Le shoegaze en tant que genre peut être caractérisé de quelques façons assez évidentes, mais c’est avant tout une musique de texture. L’harmonie, la mélodie et le rythme viennent après le timbre lui-même. C’est une musique que l’on peut toucher et ressentir physiquement plutôt que simplement entendre. Les huit années de Letting Up Despite Great Faults ne font pas exception à cette règle. S’écartant de l’attaque à la tronçonneuse habituelle de groupes comme My Bloody Valentine et Swervedriver, l’approche de Letting Up Despite Great Faults est résolument numérique. IV, assez étonnamment le quatrième album studio du groupe, vit dans un paysage de bandes sonores de jeux vidéo rétro. Les bits sont écrasés et la résolution est volontairement faible. C’est le son de l’exploration de royaumes sous-marins en deux dimensions, ou de la collecte de centaines d’anneaux précieux sur des pistes de course dans le ciel.

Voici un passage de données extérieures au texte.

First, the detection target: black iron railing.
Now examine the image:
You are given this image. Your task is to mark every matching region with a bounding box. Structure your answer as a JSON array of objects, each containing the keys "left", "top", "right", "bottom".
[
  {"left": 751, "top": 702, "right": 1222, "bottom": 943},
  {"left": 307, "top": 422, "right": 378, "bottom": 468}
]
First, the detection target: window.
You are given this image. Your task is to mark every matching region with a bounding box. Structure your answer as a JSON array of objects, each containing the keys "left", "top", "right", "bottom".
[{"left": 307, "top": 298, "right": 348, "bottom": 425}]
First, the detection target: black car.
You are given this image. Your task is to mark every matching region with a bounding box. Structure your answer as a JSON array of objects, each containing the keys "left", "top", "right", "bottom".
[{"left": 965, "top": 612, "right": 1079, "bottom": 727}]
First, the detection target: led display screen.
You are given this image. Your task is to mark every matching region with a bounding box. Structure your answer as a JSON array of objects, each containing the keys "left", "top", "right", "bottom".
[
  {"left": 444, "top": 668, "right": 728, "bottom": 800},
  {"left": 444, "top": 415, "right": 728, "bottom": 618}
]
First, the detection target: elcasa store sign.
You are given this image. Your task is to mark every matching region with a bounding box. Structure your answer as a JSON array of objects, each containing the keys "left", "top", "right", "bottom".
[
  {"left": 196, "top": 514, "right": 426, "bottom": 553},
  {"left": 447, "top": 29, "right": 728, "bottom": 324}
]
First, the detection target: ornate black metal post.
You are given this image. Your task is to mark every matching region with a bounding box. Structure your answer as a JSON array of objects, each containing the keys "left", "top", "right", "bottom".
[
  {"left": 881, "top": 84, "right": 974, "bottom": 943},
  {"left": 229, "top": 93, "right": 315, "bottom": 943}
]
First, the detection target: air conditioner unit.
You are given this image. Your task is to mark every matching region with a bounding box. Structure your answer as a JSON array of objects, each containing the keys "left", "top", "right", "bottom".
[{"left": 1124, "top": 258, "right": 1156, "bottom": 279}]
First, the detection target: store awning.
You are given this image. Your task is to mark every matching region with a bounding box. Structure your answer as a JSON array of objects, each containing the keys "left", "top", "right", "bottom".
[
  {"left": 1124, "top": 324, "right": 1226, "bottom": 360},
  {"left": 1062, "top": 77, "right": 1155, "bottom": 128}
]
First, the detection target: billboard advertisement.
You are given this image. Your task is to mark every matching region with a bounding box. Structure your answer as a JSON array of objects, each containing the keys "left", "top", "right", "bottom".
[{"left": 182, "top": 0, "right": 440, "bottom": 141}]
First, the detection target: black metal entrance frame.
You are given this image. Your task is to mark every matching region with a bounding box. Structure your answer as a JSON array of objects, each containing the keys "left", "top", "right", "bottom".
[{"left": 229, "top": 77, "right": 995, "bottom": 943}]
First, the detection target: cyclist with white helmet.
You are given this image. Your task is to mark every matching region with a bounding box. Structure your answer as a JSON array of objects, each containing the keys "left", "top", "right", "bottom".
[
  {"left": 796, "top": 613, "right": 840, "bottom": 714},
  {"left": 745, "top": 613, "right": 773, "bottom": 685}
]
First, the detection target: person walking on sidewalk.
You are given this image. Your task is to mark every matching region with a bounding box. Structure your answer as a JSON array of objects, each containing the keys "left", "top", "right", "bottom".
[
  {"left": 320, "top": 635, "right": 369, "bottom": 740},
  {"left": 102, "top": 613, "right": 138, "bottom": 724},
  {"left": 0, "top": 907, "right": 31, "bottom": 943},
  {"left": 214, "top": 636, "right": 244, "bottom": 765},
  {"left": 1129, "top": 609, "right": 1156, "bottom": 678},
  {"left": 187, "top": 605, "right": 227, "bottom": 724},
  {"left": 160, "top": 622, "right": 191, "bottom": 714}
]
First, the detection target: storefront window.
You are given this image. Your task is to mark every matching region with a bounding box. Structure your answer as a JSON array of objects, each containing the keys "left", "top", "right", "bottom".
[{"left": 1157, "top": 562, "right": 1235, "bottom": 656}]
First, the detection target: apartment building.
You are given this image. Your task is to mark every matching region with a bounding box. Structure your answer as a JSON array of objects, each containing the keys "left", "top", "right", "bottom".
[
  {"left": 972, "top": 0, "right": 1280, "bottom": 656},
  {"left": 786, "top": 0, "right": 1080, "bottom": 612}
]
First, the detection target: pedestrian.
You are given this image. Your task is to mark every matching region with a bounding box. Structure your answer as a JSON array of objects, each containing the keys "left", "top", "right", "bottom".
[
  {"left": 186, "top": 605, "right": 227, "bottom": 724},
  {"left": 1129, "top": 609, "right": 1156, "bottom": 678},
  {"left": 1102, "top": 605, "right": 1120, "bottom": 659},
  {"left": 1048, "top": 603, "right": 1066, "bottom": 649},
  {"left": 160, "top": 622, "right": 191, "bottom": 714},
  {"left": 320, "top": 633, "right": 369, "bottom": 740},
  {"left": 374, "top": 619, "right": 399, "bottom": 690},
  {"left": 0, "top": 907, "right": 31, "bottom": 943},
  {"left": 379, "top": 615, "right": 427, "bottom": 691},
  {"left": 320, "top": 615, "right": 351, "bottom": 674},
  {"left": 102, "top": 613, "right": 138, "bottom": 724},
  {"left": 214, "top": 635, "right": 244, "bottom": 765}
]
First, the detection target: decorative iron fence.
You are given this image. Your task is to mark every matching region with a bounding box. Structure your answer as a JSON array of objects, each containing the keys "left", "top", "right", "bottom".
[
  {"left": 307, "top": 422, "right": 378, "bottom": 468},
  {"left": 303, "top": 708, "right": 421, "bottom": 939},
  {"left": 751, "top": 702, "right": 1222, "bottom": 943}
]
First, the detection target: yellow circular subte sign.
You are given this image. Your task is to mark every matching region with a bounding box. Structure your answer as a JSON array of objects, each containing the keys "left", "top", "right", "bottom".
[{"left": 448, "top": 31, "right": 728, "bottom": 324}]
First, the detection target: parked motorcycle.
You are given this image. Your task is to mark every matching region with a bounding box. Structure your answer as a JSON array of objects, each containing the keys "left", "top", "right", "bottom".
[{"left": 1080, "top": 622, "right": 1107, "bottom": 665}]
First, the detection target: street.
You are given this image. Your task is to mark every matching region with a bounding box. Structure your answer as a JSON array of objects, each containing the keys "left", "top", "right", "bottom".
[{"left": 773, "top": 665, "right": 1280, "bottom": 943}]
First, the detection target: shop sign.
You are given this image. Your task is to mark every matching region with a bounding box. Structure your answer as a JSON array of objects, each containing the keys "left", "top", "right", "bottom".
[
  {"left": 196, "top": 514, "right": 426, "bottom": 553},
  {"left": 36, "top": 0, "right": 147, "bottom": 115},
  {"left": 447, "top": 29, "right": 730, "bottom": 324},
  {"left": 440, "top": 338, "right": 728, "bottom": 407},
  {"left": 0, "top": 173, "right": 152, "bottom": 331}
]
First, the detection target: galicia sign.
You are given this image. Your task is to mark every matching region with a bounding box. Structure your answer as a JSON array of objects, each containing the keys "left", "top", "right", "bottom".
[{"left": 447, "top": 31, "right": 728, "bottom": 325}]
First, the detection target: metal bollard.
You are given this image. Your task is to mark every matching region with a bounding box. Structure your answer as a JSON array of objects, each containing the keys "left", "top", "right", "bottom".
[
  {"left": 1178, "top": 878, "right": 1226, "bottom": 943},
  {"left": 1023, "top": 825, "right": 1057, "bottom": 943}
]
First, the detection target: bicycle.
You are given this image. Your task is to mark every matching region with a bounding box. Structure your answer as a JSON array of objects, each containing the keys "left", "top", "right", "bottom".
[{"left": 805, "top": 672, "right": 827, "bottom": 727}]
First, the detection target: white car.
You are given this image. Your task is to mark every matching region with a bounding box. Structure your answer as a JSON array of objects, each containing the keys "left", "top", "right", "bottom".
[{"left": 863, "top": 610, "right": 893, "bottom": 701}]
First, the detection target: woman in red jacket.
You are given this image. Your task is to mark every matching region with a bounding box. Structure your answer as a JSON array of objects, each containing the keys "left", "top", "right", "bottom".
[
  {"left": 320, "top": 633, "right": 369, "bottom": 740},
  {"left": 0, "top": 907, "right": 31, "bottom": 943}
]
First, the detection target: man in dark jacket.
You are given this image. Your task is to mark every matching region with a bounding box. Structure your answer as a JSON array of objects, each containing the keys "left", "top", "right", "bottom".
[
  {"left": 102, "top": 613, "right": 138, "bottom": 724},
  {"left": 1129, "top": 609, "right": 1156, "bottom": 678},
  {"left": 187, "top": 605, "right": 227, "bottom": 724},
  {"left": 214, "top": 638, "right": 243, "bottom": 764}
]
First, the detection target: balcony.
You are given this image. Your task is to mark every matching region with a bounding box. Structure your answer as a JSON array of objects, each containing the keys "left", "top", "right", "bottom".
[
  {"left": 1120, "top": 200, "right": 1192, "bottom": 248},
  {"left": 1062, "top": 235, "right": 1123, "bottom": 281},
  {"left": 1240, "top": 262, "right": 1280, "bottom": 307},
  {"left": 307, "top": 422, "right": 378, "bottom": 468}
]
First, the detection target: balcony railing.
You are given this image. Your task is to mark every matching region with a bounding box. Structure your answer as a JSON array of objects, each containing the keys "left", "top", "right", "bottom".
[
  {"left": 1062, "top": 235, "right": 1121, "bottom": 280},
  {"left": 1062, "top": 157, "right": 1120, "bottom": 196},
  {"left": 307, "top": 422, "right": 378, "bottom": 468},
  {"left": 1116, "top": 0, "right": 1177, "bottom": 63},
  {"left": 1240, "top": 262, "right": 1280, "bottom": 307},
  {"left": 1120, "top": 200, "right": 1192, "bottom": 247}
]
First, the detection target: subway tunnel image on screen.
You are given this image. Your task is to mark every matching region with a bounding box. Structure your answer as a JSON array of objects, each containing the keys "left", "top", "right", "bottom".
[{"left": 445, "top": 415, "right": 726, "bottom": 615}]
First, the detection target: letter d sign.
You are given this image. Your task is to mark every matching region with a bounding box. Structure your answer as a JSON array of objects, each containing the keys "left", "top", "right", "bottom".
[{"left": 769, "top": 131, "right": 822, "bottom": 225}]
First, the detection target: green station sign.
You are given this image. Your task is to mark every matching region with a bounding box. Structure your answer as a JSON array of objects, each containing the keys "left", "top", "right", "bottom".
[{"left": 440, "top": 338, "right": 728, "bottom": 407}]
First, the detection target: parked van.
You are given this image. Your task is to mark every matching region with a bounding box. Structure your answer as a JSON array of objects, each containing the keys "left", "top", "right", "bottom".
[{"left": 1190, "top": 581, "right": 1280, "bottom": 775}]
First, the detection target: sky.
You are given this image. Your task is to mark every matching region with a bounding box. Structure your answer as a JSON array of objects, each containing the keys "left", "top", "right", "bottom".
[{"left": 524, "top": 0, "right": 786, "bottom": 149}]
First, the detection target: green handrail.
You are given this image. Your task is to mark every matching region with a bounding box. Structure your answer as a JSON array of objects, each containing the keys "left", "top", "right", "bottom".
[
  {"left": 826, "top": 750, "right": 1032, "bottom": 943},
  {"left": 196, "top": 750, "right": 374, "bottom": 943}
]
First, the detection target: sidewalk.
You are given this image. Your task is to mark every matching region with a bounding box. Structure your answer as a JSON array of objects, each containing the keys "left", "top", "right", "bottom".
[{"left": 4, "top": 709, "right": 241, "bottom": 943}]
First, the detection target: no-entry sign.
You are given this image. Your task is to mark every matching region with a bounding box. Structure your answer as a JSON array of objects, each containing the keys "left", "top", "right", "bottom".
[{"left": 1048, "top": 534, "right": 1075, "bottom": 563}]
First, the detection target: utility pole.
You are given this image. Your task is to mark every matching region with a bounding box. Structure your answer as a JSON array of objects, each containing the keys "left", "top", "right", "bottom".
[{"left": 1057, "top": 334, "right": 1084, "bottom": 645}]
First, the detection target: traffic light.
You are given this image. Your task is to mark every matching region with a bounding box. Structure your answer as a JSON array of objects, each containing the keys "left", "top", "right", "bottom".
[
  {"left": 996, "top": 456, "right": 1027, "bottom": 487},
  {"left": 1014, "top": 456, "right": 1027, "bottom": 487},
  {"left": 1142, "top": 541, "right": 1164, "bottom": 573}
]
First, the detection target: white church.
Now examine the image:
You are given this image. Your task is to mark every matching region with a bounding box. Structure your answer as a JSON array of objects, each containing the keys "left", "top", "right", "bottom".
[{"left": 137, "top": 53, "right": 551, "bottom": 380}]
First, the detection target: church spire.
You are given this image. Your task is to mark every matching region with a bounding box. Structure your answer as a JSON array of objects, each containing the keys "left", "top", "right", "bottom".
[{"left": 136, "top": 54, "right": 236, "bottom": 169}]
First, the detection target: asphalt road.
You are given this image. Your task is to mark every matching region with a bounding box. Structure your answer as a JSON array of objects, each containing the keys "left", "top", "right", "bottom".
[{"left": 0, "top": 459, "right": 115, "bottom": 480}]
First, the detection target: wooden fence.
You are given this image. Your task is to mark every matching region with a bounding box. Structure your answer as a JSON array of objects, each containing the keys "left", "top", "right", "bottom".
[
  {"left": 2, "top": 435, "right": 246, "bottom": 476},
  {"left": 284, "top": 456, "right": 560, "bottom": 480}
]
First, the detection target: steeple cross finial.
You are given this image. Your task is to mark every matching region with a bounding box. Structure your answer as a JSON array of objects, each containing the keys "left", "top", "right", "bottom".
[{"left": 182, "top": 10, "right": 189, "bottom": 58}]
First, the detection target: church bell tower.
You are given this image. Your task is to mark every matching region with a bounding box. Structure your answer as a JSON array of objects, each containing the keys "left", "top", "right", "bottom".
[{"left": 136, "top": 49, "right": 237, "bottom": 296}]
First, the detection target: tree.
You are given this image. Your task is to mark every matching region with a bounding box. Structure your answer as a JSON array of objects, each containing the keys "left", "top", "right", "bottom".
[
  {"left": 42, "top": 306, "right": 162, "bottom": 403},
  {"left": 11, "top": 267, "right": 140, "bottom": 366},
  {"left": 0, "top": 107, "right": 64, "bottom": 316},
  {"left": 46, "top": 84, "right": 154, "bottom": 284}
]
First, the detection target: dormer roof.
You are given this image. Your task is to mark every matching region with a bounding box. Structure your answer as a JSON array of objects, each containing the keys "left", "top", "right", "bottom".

Le premier morceau de l’album, « Kisses », vous plonge lentement dans un monde de synthétiseurs délavés…. ou s’agit-il de guitares ? Une partie de l’intrigue réside dans ce flou. Les instruments apparaissent et disparaissent déguisés les uns aux autres, revêtus d’une grande cape d’invisibilité robotique.
L’influence de l’électronique de chambre dreampop du milieu des années 2000 est omniprésente sur ce disque. Le fantôme d’Ulrich Schnauss hante chaque changement d’accord et chaque rythme minimal de boîte à rythmes. Des morceaux comme « Gorgeous » et « Curl » imitent l’amour de Schauss pour les accords granuleux et les profondeurs de bits modifiées, tout en oscillant entre une sorte d’austérité inspirée de Moe Tucker dans le second et le maximalisme frénétique de la Drum ‘n’ Bass dans le premier.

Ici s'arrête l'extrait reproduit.